Não é novidade que futebol não é meu forte. Nunca aprendi a jogar, também nunca aprendi a torcer. Embora muita gente tenha tentado me ajudar nessa seara, minha atenção sempre foi de muitos outros assuntos. Acontece, não há muito o que fazer quanto a isso. Esse ano, mais uma vez, o futebol foi capaz de provocar os sentimentos mais fortes nas pessoas ao meu redor. Cercado por amigos e familiares flamenguistas, minha bolha foi pintada de rubro e negro, em boa parte do tempo. Já gastaram saliva tentando me explicar o que o envolvimento com o time significa, mas por mais que eu me esforce e tente me colocar no lugar delas, sei que nunca vou conseguir provar esse sentimento.
A relação foi ganhando corpo. No sábado, dia 23 de novembro, enquanto Gabigol, com dois gols quase no fim do jogo, transformou a tensão de uma torcida gigantesca em uma euforia insana, estava atravessando a cidade em direção ao aniversário de uma amiga querida. Na saída de casa, já depois do jogo, senti a extensão da coisa. O ônibus estava atrasado cerca de 15 minutos. Quando ele parou no ponto e a porta do coletivo se abriu, o motorista, orgulhosíssimo, estava vestido com a camisa do time. Dali, a viagem seguiu com buzinaços a cada parada em semáforo. Em vários pontos, grupos de torcedores se concentravam e gritavam, faziam dancinhas, se cumprimentavam.
Quando desci do coletivo na Getúlio Vargas e subi a Halfeld, várias pessoas faziam festa no Calçadão. Tomei um susto quando um flamenguista se destacou, estourando um rojão perto de onde eu estava. Logo ele atravessou e pegou a ponta de uma faixa que exaltava o feito do clube, na travessia de pedestres da Rio Branco, exibindo com alegria sua mensagem aos carros parados.
Depois disso, no domingo, a confirmação do título no Brasileirão. O bairro, novamente, foi invadido pelos estouros dos rojões. Na segunda-feira, vi que pelo menos uns cinco amigos platinaram seus cabelos, em homenagem a Gabigol. Teve amigo que cumpriu promessa e teve que ir à missa, depois de muito tempo afastado da igreja; teve a fisioterapeuta do pilates andando com o uniforme do time embaixo do jaleco, esticando a pontinha dele, sempre que tinha oportunidade. Também teve o mestre que ensinou que com o Flamengo não há sentimento de derrota. Mesmo nos minutos finais de jogo, há chance. Então, não seria opção não acreditar, resposta que eu recebi quando, inadvertidamente, questionei a ele se estava preparado para qualquer resultado possível. Em algumas conversas que tive nesse processo, torcedores de outros times admitiram, em segredo, que não tinha como bater o Rubro-Negro com a campanha desse ano.
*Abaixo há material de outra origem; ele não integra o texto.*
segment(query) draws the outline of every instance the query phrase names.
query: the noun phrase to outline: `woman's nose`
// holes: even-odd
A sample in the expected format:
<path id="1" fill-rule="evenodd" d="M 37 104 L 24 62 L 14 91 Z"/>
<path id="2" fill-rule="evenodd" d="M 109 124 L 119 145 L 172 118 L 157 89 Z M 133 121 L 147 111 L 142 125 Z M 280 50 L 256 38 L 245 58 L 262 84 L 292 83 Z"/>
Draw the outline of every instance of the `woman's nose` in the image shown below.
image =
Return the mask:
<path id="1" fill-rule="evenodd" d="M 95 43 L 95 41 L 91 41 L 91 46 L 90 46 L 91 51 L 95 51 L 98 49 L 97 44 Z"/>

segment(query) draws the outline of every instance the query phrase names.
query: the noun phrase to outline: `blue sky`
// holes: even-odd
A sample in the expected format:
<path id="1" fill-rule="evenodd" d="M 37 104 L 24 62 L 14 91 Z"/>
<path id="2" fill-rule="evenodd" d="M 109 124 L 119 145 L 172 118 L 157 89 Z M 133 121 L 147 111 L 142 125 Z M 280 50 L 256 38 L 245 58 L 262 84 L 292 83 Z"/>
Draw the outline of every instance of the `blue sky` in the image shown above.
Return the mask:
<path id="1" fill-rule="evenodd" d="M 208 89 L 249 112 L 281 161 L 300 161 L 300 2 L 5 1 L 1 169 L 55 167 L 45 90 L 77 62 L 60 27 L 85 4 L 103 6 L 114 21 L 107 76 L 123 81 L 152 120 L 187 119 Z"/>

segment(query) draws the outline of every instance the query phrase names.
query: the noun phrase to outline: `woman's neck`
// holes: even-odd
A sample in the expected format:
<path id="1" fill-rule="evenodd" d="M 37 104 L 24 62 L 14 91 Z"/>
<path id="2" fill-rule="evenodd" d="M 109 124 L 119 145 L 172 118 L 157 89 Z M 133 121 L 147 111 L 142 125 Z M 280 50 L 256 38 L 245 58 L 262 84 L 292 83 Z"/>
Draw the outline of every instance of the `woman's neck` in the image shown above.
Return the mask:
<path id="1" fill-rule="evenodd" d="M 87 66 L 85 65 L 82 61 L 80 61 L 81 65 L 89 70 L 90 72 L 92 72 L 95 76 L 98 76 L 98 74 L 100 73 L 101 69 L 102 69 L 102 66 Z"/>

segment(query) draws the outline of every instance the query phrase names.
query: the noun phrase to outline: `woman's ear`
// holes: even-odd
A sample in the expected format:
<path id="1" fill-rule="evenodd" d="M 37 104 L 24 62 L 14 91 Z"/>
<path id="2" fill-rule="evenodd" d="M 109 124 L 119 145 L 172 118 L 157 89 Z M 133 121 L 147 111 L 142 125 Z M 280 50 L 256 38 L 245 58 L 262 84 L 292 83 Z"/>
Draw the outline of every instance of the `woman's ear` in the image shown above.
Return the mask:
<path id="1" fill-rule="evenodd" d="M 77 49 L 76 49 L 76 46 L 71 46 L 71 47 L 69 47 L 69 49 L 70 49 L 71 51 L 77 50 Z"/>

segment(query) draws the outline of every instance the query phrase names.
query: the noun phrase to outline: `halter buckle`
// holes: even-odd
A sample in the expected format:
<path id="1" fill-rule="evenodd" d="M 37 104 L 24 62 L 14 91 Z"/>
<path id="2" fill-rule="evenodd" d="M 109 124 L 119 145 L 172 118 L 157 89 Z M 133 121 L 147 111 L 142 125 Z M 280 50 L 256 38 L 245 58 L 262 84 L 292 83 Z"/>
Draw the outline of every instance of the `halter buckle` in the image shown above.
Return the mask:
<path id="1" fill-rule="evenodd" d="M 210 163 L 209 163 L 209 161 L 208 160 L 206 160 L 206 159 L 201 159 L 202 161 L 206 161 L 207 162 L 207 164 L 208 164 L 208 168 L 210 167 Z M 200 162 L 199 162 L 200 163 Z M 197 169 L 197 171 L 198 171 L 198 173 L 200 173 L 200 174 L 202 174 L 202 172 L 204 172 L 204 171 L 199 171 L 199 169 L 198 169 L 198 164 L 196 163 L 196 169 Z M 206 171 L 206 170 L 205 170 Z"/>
Nas ruas da cidade, vários comerciantes ambulantes ainda aproveitam a final do Mundial para tentar fazer uma grana, vendendo bandeiras, bonecos e outros acessórios. Sinto que já de alma lavada, após a conquista da Libertadores e do Brasileirão, parte dos meus amigos escondem a grande expectativa que sentem atrás de um ‘o que vier agora é lucro’. Outros já dão como certo o quarto título do ano. Juro que sigo sem entender muito bem. Mas aprendi a respeitar esse sentimento. Não sinto inveja, nem nada parecido. Fico feliz porque pelo menos um grande grupo de brasileiros, nesse ano confuso e intenso, tem algo que traga profunda alegria para comemorar. Ano que vem, a luta começa outra vez, e a minha torcida é para que tudo fique em paz.